Grote Stedenbeleid (1995–2015/) ISV / wijkenaanpak
Naar aanleiding van zorg over tweedeling, segregatie en concentratie van lagere inkomensgroepen
deed vanaf de jaren negentig het concept «gemengde wijk» haar intrede. In 1994 bepleitte
de G4 een deltaplan voor «grote steden», wat resulteerde in het grotestedenbeleid
(1995–2015)11, een langlopende beleidsprogramma, aangejaagd door ISV-subsidies (Investeringsbudget
Stedelijke Vernieuwing) van het Rijk en investering van woningcorporaties en marktpartijen.
Doelstelling is om de positie van de steden te versterken en om een tweedeling binnen
steden te voorkomen. Uit evaluaties is gebleken dat steden die in aanmerking kwamen
voor ISV erop vooruit zijn gegaan12.
Het laatste grote project stadsvernieuwing was het krachtenwijkenbeleid tussen 2007
en 2012, als aanvulling op het bestaande beleid ten aanzien van stedelijke vernieuwing.
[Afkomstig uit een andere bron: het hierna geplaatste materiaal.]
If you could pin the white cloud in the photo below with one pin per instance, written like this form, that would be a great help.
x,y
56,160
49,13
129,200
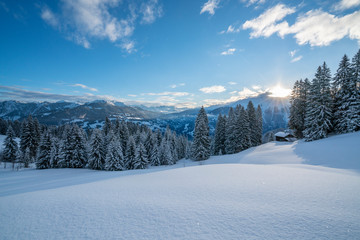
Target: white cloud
x,y
7,92
295,59
230,51
81,20
150,11
210,6
316,28
177,85
84,87
292,53
251,2
319,28
128,46
175,94
346,4
230,29
293,56
237,95
213,89
264,25
49,17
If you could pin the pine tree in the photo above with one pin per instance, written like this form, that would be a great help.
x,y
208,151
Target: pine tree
x,y
230,132
154,153
124,136
165,155
244,129
141,158
130,154
259,123
10,147
342,92
26,157
97,153
29,136
55,152
44,153
107,126
80,157
353,112
114,160
201,144
252,124
319,106
220,135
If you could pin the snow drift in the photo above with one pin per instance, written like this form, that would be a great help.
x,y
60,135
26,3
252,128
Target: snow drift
x,y
282,196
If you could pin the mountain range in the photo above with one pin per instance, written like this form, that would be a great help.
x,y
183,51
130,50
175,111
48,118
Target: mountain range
x,y
92,114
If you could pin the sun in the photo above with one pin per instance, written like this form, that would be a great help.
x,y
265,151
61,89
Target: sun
x,y
279,91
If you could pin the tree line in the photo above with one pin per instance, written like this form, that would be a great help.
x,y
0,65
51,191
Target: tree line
x,y
117,146
238,131
327,104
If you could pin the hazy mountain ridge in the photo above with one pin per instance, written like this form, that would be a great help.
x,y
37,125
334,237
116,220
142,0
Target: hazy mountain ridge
x,y
92,114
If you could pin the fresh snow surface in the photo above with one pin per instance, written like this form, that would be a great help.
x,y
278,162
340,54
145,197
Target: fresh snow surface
x,y
267,192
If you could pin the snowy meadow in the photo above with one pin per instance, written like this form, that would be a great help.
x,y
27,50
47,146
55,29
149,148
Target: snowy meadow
x,y
300,190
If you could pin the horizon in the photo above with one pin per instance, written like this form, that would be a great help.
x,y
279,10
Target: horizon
x,y
182,54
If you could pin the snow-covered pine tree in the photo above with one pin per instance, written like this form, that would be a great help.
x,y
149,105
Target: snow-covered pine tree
x,y
230,132
188,150
295,117
259,123
201,142
130,153
124,136
220,135
97,153
25,157
29,137
154,153
173,148
114,160
354,96
55,152
237,130
80,156
250,109
10,147
341,92
44,152
117,127
107,126
245,132
165,155
319,106
141,159
148,143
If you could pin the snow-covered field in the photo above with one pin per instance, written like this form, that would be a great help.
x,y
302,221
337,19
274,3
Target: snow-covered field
x,y
274,191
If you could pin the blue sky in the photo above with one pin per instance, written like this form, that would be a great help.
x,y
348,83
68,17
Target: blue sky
x,y
184,53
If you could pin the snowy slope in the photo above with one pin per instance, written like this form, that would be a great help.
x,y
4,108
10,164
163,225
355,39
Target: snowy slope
x,y
285,200
340,151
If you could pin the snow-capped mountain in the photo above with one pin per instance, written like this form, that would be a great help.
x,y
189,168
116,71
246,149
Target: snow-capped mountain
x,y
92,114
275,115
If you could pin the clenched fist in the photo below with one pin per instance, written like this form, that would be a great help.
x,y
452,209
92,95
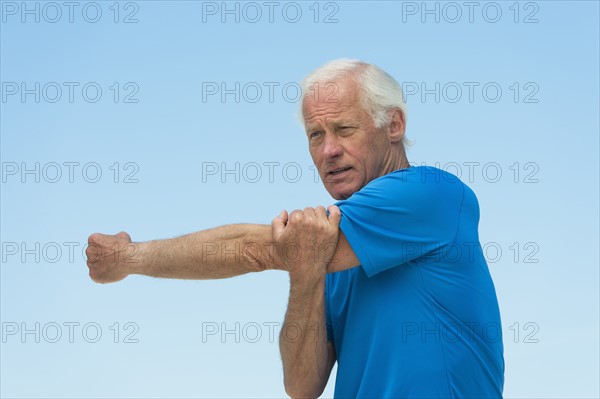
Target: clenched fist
x,y
307,240
110,257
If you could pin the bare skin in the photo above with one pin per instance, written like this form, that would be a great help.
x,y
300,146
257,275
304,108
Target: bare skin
x,y
349,152
307,356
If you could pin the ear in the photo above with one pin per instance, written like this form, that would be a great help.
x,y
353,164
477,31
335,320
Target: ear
x,y
397,126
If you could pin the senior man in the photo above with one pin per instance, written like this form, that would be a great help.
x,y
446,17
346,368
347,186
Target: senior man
x,y
391,283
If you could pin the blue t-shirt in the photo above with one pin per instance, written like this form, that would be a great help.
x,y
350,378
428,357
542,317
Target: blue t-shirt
x,y
419,318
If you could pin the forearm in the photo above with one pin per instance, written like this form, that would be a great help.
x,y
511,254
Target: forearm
x,y
303,340
222,252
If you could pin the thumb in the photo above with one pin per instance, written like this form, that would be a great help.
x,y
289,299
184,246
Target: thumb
x,y
334,215
278,224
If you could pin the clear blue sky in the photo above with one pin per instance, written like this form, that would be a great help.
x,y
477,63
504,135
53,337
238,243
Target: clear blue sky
x,y
162,118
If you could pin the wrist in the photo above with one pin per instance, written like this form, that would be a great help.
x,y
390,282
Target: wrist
x,y
135,264
307,279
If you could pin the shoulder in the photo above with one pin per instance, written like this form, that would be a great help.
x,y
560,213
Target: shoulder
x,y
417,185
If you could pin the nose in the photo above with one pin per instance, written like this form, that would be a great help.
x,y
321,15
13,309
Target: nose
x,y
331,147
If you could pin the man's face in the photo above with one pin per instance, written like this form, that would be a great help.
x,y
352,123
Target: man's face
x,y
343,141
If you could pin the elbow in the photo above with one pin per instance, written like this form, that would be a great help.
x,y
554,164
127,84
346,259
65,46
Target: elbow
x,y
303,390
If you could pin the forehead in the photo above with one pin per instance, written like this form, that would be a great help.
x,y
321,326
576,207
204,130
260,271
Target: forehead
x,y
331,99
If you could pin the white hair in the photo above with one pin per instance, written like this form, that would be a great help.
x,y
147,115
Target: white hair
x,y
379,92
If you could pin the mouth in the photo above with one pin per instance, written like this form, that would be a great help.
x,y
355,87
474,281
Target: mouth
x,y
338,171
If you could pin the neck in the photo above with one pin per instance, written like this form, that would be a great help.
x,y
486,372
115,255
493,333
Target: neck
x,y
396,159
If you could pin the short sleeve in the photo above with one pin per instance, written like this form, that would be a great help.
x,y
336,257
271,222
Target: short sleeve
x,y
401,216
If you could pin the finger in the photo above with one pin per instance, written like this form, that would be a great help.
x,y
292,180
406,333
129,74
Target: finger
x,y
124,235
321,213
278,224
93,238
309,212
296,216
334,215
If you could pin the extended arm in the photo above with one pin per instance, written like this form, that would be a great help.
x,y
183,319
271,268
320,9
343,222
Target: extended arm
x,y
221,252
306,355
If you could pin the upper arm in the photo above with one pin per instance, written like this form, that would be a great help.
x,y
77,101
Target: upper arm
x,y
344,257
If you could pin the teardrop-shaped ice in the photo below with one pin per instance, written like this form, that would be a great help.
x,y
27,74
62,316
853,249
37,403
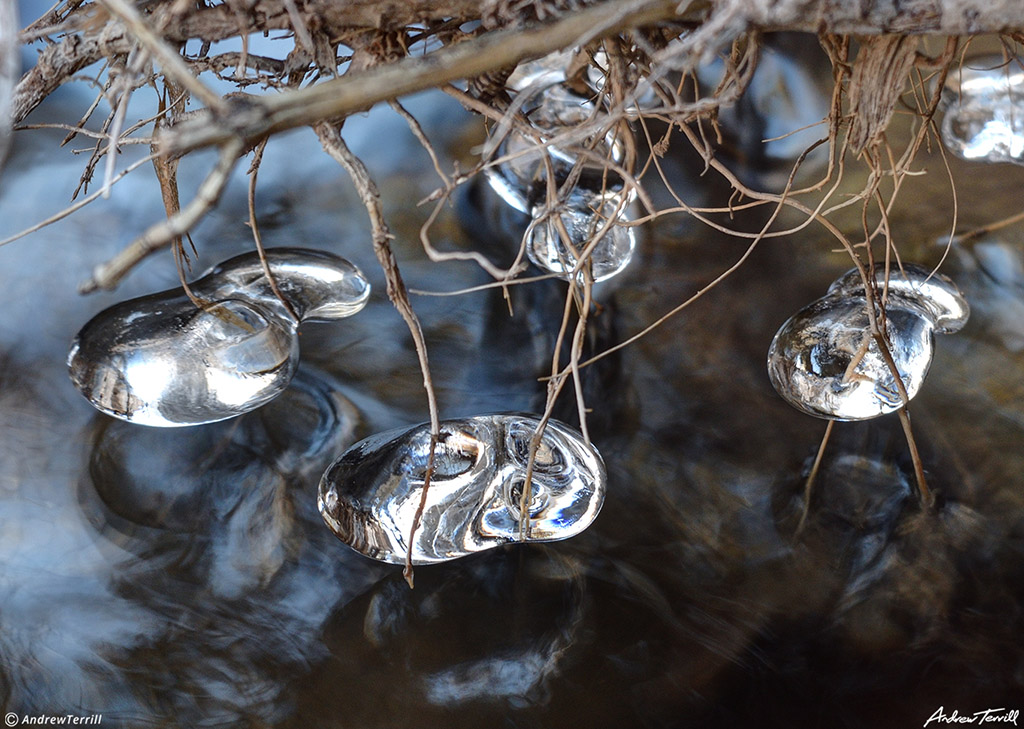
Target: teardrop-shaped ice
x,y
983,101
824,361
584,214
370,496
162,360
599,193
522,179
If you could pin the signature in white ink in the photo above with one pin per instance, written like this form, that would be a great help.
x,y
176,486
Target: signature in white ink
x,y
1004,716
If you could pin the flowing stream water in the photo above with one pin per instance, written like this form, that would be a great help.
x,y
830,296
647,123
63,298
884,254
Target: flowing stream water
x,y
184,577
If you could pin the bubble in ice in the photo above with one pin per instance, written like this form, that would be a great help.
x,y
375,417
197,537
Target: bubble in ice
x,y
370,496
599,195
983,103
163,360
824,361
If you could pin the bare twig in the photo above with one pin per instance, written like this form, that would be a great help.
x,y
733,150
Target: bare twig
x,y
356,91
170,62
107,275
335,145
77,206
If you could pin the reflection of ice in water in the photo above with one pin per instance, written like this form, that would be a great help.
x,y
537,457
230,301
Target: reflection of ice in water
x,y
162,360
370,496
551,106
824,361
984,111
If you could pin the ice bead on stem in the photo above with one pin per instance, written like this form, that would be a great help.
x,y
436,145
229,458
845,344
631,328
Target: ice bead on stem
x,y
370,496
824,360
162,360
983,104
553,106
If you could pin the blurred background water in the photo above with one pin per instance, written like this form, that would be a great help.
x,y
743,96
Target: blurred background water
x,y
183,577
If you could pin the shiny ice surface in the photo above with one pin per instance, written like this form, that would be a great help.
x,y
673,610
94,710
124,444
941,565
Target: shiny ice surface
x,y
824,361
585,214
162,360
552,106
370,496
984,111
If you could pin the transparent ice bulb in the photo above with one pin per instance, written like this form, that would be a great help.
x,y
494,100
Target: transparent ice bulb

Het beeld van de effecten van het krachtenwijkbeleid verschilt nogal, maar uiteindelijk
lijken de effecten positief te zijn.13
Sinds 2015 is er met de beëindiging van het Grotestedenbeleid en het Investeringsbudget
Stedelijke Vernieuwing geen sprake meer van door het Rijk gestuurde stedelijke vernieuwing.
Sinds die tijd is het wijkenbeleid gedecentraliseerd naar gemeenten en initiatieven
van onderop. Het Rijk biedt enkel ondersteuning door kennis en kunde. Slechts in beperkte
gevallen ziet het Rijk voor zichzelf een rol weggelegd, zoals bij het nationaal programma
Rotterdam-Zuid.14
3.2 Wijkpolarisatie
Zoals hierboven is beschreven, werd er in de afgelopen decennia verschillend gedacht
over de wijksamenstelling, wijkaanpak en doelgroepenbeleid. Aanvankelijk stond verheffing
van de arbeider voorop, later in de 20e eeuw werd de sociale functie van het volkshuisvestingsbeleid belangrijker.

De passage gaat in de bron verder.